Public broadcasters are also expected to promote democratic values, such as freedom of speech, freedom of the press, and transparency in government. They are often seen as a vital component of a healthy democracy, giving citizens access to information for making informed decisions about their lives and communities.

In summary, public broadcasters or state-owned media play an essential role in providing information and entertainment to the public while also serving as a watchdog for the government. They are expected to be impartial, objective, and independent in their reporting and to promote democratic values such as freedom of speech and transparency in government.

The function of public broadcasting has eroded all those gains, technically killing off the profession of journalism, where every dry-joked comedian and husky-voiced cat-walker now has a microphone to their names. Walk along the streets of Banjul and Dakar right now. Carry a straw poll on the respectability of journalists in the public eye. Your results will be grim reading, and it will not shock anyone in this country.

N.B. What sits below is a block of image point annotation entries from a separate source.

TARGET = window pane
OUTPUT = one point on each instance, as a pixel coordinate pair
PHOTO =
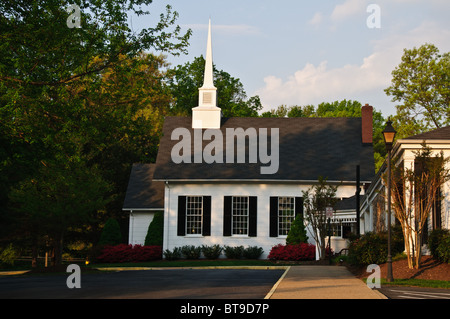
(286, 214)
(194, 215)
(240, 216)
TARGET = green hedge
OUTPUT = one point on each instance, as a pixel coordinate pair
(371, 248)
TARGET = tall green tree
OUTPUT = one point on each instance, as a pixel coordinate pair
(231, 97)
(72, 101)
(421, 85)
(316, 200)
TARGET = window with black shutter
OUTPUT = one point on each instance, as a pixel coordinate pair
(194, 215)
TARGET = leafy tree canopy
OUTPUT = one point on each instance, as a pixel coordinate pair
(231, 97)
(421, 85)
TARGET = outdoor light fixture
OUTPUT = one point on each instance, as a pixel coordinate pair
(389, 136)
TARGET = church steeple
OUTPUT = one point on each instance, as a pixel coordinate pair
(207, 115)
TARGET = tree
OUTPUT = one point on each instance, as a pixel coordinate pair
(58, 198)
(231, 98)
(297, 233)
(414, 191)
(111, 234)
(421, 83)
(316, 200)
(73, 108)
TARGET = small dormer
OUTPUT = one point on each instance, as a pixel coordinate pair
(207, 115)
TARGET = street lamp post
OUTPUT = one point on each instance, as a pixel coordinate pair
(389, 135)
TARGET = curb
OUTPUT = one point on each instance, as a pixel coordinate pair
(276, 284)
(185, 268)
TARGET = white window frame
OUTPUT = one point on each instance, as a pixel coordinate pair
(240, 218)
(282, 218)
(194, 215)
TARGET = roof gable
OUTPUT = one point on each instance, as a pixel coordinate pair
(308, 148)
(437, 134)
(143, 192)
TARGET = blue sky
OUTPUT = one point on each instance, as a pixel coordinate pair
(306, 52)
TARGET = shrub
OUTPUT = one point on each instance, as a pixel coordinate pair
(191, 252)
(212, 252)
(234, 252)
(371, 248)
(128, 253)
(299, 252)
(434, 240)
(297, 233)
(173, 255)
(443, 250)
(252, 252)
(9, 255)
(111, 235)
(155, 231)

Fatoumatta: I am reading Anthropology. I knew how to observe the ethics of my profession, and whenever I fell short, I got called out. I do not take offense, and it is part of my professional career growth. Naturally, as a political animal every man is, I have my political biases. I unapologetically do not support any candidate. If this country was mine, and I got to call the shots, I would have long issued a decree to make the guava Senegambia’s national fruit and the woodpecker our national bird. Those are my prejudices, and I wear them like a badge of honor.

However, whenever I get to discharge my professional assignments, I get to leave all those biases at home and conduct myself in line with the code of conduct my profession demands of me. I do not discuss politics where I work as a matter of principle. The average Gambian voter has a fragile heart that can easily collapse while discussing heated political topics.

Not too long ago, a virtual friend weighed my mind on the difficult circumstances facing this country. I told him I would rather discuss the latest mating patterns in bees than fall into his glaring trap of ethnic bigotry.

Fatoumatta: I am not one to start a fire, so I expect no one to bring any to my doorstep. Journalists in this country have openly taken ethno-political sides on matters of national importance. The old saying rings true: ‘Doctors bury their mistakes. Lawyers jail theirs. However, journalists publish theirs for all the world to see. You could count on your one finger on the Senegambian journalists who do not pander to ethnic bigotry in their discharge of professional duty. I have one principle in life that I live by When you make your bed, you must be prepared to lie in it.